Изменить стиль страницы

«7 марта 1549 года,

моему добрейшему господину лорд-протектору.

Что касается Кэт Эшли, то я прошу, чтобы Ваша светлость и все члены Тайного совета явили ей свою милость и благоволение. Во-первых, потому, что она служит мне уже много лет и не жалела ни сил, ни трудов, дабы взрастить меня, обучить и воспитать безупречно. Вторая причина, как я полагаю, такова: если Кэт и могла иметь какое-либо касательство к делам лорд-адмирала, к его замыслу жениться на мне, то исключительно потому, что видела в нем одного из членов Тайного совета и не могла помыслить о том, чтобы он пустился в подобное предприятие иначе, как с согласия совета. Ибо я многократно от нее слышала одно: она не допустит моего замужества с кем бы то ни было без согласия Вашей светлости и Тайного совета. Третья причина заключается в том, что та, которую я горячо люблю, содержится не где-нибудь, а в Тауэре, а через то и поныне многие полагают, будто я сама замешана в противозаконных делах и будто бы меня простили, снисходя лишь к моей молодости.

Кроме того, я отваживаюсь — не имея намерения нанести какую-либо обиду — просить Вашу светлость и прочих членов Тайного совета явить милость мастеру Эшли, супругу Кэт, каковой приходится мне кровным родственником.

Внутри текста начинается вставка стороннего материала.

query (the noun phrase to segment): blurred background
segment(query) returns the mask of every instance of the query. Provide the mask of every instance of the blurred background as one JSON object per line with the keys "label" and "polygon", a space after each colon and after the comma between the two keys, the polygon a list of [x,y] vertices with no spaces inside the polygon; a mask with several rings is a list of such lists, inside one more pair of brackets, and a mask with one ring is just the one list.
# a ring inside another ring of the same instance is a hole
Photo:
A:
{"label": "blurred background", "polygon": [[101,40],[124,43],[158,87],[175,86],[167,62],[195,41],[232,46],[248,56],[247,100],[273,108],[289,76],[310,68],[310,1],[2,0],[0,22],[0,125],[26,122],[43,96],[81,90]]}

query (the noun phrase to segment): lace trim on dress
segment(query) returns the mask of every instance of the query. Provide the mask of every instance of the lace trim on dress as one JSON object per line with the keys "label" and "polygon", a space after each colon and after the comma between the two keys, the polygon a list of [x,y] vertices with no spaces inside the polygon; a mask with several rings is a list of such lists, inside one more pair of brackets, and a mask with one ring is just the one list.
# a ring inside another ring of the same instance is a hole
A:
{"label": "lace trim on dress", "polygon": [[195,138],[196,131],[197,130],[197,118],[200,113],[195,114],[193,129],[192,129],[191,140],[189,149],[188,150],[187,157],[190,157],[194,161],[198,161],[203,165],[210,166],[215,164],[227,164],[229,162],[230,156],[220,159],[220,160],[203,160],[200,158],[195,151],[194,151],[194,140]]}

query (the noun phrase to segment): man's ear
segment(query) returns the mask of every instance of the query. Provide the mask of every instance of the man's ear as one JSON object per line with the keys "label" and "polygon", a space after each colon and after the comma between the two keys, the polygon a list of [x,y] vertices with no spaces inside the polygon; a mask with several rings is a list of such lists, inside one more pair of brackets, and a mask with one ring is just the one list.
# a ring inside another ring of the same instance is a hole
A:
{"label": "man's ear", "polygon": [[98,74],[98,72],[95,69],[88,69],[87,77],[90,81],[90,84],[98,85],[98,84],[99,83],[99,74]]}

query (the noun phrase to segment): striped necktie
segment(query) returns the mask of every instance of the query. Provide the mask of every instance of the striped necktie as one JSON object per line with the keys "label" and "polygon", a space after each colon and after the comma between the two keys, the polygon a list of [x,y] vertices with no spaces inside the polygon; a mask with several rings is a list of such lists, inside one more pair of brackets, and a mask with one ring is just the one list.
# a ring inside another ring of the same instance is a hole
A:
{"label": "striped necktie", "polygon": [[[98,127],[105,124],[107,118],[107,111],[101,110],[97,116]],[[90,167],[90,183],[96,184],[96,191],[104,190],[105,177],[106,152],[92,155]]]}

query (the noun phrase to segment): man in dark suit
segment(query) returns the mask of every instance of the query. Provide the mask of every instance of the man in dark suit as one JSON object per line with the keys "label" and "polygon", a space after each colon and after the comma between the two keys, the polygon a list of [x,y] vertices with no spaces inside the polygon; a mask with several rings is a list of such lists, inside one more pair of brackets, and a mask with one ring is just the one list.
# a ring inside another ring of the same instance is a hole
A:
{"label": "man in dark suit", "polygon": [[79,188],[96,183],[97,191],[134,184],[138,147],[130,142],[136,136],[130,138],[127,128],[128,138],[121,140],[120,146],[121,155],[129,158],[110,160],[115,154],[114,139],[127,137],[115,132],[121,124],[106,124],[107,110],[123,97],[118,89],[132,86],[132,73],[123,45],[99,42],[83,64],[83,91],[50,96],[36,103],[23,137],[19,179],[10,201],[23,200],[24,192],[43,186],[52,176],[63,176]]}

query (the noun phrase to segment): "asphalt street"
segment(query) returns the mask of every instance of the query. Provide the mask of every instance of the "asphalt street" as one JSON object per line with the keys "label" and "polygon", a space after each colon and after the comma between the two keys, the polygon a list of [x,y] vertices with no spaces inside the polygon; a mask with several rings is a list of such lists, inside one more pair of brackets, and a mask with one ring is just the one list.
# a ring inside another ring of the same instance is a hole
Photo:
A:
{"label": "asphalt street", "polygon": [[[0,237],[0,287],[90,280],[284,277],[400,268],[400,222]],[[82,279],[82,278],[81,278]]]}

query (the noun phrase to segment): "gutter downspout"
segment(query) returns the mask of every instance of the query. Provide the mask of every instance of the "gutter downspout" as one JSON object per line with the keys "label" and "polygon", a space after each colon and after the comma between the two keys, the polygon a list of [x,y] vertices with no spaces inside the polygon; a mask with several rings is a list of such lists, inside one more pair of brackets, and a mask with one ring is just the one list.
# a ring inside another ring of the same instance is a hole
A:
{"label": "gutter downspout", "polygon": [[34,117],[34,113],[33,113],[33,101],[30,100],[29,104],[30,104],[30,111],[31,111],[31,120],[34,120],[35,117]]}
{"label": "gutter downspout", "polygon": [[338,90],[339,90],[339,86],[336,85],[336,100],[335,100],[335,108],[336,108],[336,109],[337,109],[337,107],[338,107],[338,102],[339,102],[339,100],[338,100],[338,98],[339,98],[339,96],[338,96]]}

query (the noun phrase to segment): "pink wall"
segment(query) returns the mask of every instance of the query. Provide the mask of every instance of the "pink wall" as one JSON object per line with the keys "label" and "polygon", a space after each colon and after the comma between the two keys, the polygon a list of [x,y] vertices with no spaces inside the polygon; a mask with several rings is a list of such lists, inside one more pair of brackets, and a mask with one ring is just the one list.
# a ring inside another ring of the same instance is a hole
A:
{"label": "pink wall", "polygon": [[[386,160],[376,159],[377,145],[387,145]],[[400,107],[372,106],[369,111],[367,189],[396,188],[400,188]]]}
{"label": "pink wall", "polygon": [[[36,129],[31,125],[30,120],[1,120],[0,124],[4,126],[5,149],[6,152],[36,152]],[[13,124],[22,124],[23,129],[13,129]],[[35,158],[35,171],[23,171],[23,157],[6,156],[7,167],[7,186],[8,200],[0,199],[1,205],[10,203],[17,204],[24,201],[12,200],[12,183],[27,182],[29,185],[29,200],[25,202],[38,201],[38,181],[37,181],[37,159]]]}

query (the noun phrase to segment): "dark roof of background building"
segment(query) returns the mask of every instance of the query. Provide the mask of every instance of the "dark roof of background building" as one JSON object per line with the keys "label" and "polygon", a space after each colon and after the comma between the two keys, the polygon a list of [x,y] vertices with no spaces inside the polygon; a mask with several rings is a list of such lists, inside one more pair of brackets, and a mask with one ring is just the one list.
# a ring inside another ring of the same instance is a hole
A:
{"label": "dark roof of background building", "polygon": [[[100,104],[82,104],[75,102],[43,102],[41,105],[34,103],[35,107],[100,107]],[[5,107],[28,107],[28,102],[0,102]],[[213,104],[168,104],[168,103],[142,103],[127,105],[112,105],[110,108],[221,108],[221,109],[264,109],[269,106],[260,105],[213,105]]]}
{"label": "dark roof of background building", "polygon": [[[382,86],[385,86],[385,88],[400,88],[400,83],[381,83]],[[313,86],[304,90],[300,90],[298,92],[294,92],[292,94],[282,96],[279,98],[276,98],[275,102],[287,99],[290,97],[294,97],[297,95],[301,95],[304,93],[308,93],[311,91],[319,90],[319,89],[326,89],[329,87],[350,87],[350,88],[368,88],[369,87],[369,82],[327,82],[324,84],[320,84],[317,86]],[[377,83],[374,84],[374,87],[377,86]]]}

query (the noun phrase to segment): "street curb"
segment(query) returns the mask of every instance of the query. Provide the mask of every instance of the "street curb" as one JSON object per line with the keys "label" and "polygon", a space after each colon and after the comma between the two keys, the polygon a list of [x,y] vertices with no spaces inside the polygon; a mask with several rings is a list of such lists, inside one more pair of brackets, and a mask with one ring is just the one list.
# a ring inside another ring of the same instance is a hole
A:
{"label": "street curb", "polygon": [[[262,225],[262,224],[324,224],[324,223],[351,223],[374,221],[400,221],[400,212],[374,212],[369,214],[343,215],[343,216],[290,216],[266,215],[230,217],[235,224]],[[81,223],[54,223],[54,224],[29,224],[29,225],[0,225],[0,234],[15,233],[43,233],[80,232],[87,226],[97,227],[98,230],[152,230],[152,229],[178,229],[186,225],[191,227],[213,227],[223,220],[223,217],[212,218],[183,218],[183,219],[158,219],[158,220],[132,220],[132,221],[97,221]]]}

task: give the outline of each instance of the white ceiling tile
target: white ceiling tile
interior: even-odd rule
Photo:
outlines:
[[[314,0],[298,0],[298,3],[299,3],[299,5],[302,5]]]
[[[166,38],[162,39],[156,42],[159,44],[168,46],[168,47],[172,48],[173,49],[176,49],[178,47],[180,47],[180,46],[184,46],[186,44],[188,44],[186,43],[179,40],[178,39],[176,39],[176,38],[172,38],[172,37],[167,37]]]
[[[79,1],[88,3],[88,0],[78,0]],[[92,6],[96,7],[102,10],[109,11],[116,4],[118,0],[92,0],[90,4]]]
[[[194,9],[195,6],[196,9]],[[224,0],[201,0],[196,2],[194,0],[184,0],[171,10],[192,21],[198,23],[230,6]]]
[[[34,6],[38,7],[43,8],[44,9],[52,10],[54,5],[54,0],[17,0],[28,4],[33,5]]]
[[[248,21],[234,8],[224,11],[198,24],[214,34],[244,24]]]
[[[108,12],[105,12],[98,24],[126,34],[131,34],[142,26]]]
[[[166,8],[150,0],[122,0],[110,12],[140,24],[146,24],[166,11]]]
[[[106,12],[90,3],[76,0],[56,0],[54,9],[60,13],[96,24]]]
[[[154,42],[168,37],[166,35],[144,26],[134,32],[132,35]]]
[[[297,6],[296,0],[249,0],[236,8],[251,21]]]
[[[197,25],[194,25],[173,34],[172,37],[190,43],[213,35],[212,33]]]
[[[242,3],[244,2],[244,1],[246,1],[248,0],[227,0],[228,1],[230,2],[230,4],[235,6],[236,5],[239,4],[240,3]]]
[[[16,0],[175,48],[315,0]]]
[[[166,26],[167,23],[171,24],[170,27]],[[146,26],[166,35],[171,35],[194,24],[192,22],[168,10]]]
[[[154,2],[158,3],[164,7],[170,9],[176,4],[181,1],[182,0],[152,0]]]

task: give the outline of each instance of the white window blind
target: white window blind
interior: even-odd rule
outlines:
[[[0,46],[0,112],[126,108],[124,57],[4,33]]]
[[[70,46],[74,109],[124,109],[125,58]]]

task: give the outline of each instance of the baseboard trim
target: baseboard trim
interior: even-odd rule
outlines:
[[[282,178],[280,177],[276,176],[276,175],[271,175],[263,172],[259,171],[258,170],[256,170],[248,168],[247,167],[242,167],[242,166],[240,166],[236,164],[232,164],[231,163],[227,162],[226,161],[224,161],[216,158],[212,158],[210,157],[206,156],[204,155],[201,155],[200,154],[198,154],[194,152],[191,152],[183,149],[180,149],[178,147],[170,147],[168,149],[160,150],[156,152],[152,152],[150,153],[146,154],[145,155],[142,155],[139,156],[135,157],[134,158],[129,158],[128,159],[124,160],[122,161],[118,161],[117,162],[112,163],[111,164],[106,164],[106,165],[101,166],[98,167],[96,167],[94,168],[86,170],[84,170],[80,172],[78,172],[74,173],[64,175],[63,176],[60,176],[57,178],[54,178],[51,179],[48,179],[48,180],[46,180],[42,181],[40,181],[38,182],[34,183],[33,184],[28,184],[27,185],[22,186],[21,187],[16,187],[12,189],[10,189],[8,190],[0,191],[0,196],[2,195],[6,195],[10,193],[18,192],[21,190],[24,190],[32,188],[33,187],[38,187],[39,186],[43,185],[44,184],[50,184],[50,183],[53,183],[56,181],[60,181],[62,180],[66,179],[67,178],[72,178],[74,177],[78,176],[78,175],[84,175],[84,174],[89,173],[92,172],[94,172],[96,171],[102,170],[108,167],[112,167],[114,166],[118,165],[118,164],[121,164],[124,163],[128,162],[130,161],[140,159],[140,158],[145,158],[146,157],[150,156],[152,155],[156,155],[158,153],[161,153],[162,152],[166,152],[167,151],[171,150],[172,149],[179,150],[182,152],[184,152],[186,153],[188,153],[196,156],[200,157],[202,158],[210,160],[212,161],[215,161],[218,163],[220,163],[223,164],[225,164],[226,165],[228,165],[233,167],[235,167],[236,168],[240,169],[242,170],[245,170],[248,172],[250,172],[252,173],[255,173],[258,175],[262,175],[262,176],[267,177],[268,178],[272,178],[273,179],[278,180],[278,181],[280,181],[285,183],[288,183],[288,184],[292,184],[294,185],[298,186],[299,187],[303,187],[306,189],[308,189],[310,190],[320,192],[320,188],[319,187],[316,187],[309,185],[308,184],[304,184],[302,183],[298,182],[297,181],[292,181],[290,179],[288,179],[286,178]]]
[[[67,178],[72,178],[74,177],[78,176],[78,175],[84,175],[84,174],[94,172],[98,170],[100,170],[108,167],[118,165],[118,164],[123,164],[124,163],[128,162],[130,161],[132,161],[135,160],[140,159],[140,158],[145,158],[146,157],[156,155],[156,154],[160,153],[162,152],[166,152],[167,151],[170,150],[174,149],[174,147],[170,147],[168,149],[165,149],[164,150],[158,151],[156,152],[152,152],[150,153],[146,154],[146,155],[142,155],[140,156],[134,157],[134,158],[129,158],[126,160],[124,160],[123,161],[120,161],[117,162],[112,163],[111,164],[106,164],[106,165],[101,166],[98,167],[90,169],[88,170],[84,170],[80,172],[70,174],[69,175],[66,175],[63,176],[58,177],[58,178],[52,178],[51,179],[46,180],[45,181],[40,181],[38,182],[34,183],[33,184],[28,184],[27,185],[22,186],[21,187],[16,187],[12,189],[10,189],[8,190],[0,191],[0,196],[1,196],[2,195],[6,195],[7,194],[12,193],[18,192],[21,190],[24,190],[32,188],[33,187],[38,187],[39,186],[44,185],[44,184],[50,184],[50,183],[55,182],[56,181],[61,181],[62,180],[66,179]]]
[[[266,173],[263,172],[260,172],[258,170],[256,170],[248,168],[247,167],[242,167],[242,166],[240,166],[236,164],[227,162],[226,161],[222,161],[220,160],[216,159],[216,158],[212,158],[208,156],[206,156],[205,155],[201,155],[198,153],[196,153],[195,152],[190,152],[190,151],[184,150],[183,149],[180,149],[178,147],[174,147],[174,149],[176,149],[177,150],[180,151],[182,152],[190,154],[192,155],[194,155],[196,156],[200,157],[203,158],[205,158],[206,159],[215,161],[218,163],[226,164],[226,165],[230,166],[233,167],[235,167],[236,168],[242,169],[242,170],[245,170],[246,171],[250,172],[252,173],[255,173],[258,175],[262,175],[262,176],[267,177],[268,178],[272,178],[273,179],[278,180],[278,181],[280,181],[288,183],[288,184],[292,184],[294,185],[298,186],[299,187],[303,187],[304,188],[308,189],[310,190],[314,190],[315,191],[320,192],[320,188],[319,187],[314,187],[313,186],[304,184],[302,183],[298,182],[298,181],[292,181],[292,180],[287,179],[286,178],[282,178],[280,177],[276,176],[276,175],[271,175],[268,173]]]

Примите уверения в готовности неизменно
служить Вам всеми своими скромными силами,
Елизавета».

(После моих мытарств в Тауэре прошло много лет, прежде чем я обнаружила копии своих показаний, а также писем, написанных Елизаветой в мою защиту, — она хранила их среди записей и иных вещей, вверенных моему попечению. Несмотря на то что я твердо стояла на своем, несмотря на то что Джон так и не дал никаких компрометирующих меня показаний, даже под угрозой пыток после признаний Томаса Пэрри, без заступничества Елизаветы я вполне могла сгинуть в Тауэре. А так все обошлось тем, что я провела в тюрьме несколько недель, страдая от холода и от страха в столь мрачном месте, а главное — от разлуки со своей любимой умненькой девочкой и Джоном. Бог свидетель — хоть я тогда никому ни слова об этом не говорила, — она была мне как дочь, хоть в ее жилах и текла королевская кровь, а я вышла из низших слоев общества.)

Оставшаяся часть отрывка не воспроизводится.